Henri did not seem to hear. “Good morning, Quelus,” said he kissing his favorite on both cheeks; “good morning, the sight of you rejoices my soul, and you, my poor Maugiron, how are you?”
“I am terribly ennuye, sire; when I undertook to guard your brother, I thought he was more amusing. Oh I the tiresome prince; are you sure he is the son of your father and mother?”
“Sire! you hear,” cried the prince, “is it your wish that your brother should be insulted?”
“Silence, monsieur,” said Henri, “I do not like my prisoners to complain.”
“Prisoner, or not, I am your—-“
“The title which you are about to invoke,” interrupted the king, “is fatal to you. My brother guilty, is doubly guilty.”
“But if he is not?”
“He is.”
“Of what crime?”
“Of having displeased me.”
“Sire, have our family quarrels need of witnesses?”
“You are right, monsieur. My friends, let, me speak a little to my brother.”
“I will take Aurilly,” said Maugiron.
“Now we are alone, monsieur,” said the king, when they were gone.
“I waited for this moment impatiently.”
“And I also; ah, you want my crown, my worthy Eteocles; you made of the League a means, and of the throne an aim, and were consecrated in a corner of Paris, to be able to proclaim yourself to the Parisians shining with holy oil.”
“Alas! your majesty will not let me speak.”
“What for?–to lie, or to tell me things which I know already? But no, you would lie; for to confess what you have done, would be to confess that you merit death. You would lie, and I would spare you that shame.”
“My brother, is it your intention to overwhelm me with outrages?”
“If what I say is an outrage, it is I who lie, and I ask no better. Speak then, I listen; tell me you are not disloyal, and at the same time unskilful.”
“I do not know what your majesty means; you speak enigmas.”
“Then I will explain my words; you have conspired against me, as formerly you conspired against my brother Charles, only then it was by the aid of Henri of Navarre, and now it is with the assistance of the Duc de Guise. It is true that formerly you crawled like a serpent; now you wish to spring like the lion; after perfidy, open force; after poison, the sword.”
“Poison! what do you mean?” cried Francois, with flashing eyes.
“The poison with which you assassinated our brother Charles, which you destined for Henry of Navarre, your associate. That fatal poison is known; our mother has used it so often, which is doubtless the reason why you renounced it on this occasion, and preferred rather the part of captain of the League. But look me in the face, Francois, and learn that a man like you shall never kill me. A sword! Ah! I should like to see you here in this room alone with me, holding a sword. I have conquered you in cunning, and in a combat you would be killed. Dream no longer of struggling against me in any manner, for from this moment I act as king–as master–as despot; I shall watch you everywhere, follow you everywhere, and, at the least suspicion, I will throw you to the axe of my executioner. This is what I had to say to you in private, and I will order you to be left alone to-night to ponder over my words.”
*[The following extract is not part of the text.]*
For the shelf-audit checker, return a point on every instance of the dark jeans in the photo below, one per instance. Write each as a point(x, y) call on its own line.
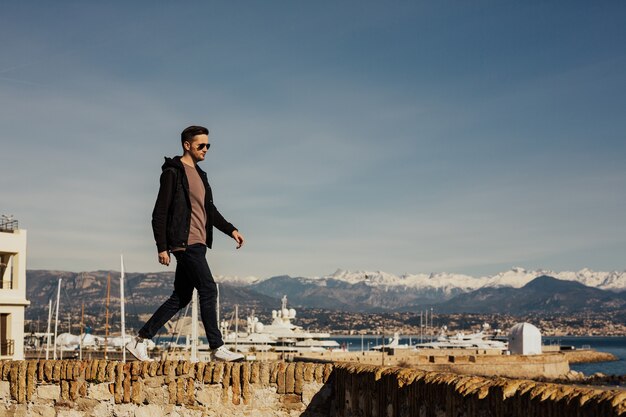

“Then, sire, for a suspicion, I have fallen into disgrace with you?”
“Say, under my justice.”
“But, at least, sire, fix a term to my captivity, that I may know what to expect?”
“You will know when you hear your sentence read.”
“Can I not see my mother?”
“What for? There were but three copies in the world of the famous hunting-book which killed my poor brother, and of the two others, one is in London and the other at Florence. Besides, I am not a Nimrod, like my poor brother; adieu, Francois.”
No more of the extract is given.